The dashboard for the lake varve thickness record “Arc_025” in dataset “ppwn_SNRinf_rta”. “PSD” refers to power spectral density and is in the unit of power (squared unit of the proxy variable) per year.

Pseudoproxy production workflow

Figure 9 shows the general procedure for pseudoproxy generation. The starting point is the isotope-enabled Community Earth System Model (iCESM) last millennium plus historical simulation52 (Section Reference Climate), chosen so that the isotope-related proxies can be simulated with minimal assumptions.

Fig. 9
figure 9

Flow chart of the general procedure for pseudoproxy generation.

Environmental variables are taken from the iCESM output, including air surface temperature, precipitation rate, sea level pressure, precipitation δ18O, seawater δ18O, and sea surface temperature (SST). Proxy metadata are taken from the PAGES 2k dataset (Section Proxy Network), including the location information, time axis, archive type, sensor, species, seasonality, etc.

These two sources of information (environmental variables and proxy metadata) are then fed to the PSMs for tree-ring width (TRW), maximum latewood density (MXD), coral/sclerosponge δ18O, coral/sclerosponge Sr/Ca, lake varve thickness, and ice core δ18O, which translate the climatic signals and generate the raw output in proxy space (Section Proxy Modeling).

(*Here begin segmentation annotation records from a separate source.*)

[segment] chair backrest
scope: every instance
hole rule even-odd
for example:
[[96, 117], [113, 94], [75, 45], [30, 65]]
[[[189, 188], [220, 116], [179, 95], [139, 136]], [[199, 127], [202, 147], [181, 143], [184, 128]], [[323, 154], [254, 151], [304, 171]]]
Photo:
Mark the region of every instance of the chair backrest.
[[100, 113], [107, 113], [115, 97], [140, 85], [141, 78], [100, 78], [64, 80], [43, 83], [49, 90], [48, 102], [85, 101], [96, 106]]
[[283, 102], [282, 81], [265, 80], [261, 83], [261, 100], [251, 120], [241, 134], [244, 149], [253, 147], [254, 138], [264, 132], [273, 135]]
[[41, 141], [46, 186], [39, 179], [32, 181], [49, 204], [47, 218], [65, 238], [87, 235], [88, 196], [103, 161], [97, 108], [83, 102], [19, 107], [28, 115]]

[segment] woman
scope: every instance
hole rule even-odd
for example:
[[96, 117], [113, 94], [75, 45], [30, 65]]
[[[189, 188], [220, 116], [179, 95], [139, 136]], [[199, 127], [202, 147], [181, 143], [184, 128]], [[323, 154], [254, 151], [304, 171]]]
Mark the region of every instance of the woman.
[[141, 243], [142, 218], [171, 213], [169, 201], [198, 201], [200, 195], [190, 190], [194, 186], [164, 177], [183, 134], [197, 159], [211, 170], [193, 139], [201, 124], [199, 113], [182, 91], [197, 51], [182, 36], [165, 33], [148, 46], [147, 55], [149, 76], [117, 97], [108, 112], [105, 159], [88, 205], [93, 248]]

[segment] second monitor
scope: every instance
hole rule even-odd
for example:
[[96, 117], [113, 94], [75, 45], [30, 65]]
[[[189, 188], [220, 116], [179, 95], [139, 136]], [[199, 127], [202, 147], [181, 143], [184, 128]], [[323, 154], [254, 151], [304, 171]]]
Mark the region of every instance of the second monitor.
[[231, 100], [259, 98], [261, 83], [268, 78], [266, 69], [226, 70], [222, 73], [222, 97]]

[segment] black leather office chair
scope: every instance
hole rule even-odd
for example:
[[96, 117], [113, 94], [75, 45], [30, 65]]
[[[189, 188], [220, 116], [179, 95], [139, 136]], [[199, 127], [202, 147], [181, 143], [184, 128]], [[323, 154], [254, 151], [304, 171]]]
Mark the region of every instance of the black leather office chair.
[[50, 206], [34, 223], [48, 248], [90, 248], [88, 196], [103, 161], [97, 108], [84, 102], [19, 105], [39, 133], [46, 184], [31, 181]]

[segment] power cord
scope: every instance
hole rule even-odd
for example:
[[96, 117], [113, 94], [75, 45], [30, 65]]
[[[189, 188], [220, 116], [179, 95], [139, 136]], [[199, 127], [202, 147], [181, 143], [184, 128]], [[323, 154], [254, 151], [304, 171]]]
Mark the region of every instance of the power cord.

The raw output is then treated as signal, and white noise is added with a set of signal-to-noise ratio (SNR, defined in standard deviation24,26,89) options (∞, 10, 2, 1, 0.5, 0.25)22,28, where SNR = ∞ is a noise-free case, SNR = 1 means that the signal and noise share an equal standard deviation, etc. We generate datasets with two types of temporal sampling: (1) full annual sampling over 850–2005 CE, and (2) the realistic temporal availability of each record (Fig. 2).

Because iCESM is a biased representation of reality, the pseudoproxies generated by this workflow inherit some of the same biases in low-order statistics like mean and variance. To facilitate comparison with real-world records, we apply a bias correction and variance matching against the real records, according to the mean and variance of the real proxy measurements over the common timespan to the pseudoproxy counterpart. Note that this step shifts and scales the time series, but has no impact on the statistical distribution (e.g., Gaussian or Gamma), nor the spectral characteristics (i.e., scaling slopes and peaks) of the simulated proxies.

As a benchmark, we also generate pseudoproxies following the traditional temperature-plus-noise method: the temperature signal at the grid cell nearest each proxy site is added with white noise with the same set of SNR options and the same two types of temporal sampling.

This workflow results in multiple pseudoproxy emulations of the PAGES 2k network, differing in:

design either “temperature-plus-white-noise” model (tpwn) or using the pseudoproxy models described above, with added white noise (ppwn)

noise level as quantified by the SNR of ∞ (pure signal), 10, 2, 1, 0.5 or 0.25.

temporal sampling either full annual sampling over 850–2005 CE (fta), or the realistic temporal availability of Fig. 2 (rta).

Data Records

Table 2 lists the pseudoproxy datasets generated in this study, which we call “pseudoPAGES2k”. The dataset IDs indicate the property of each dataset. For instance, “tpwn_SNR10_fta” means that the pseudoproxies are generated with the temperature-plus-white-noise method with SNR equals to 10 and full temporal availability, while “ppwn_SNR0.5_rta” means that the pseudoproxies are generated via the PSM hierarchy with white noise added on and SNR equals to 0.5, and the realistic temporal availability is applied, and so on and so forth. The datasets are archived at Zenodo113 (https://doi.org/10.5281/zenodo.7652533).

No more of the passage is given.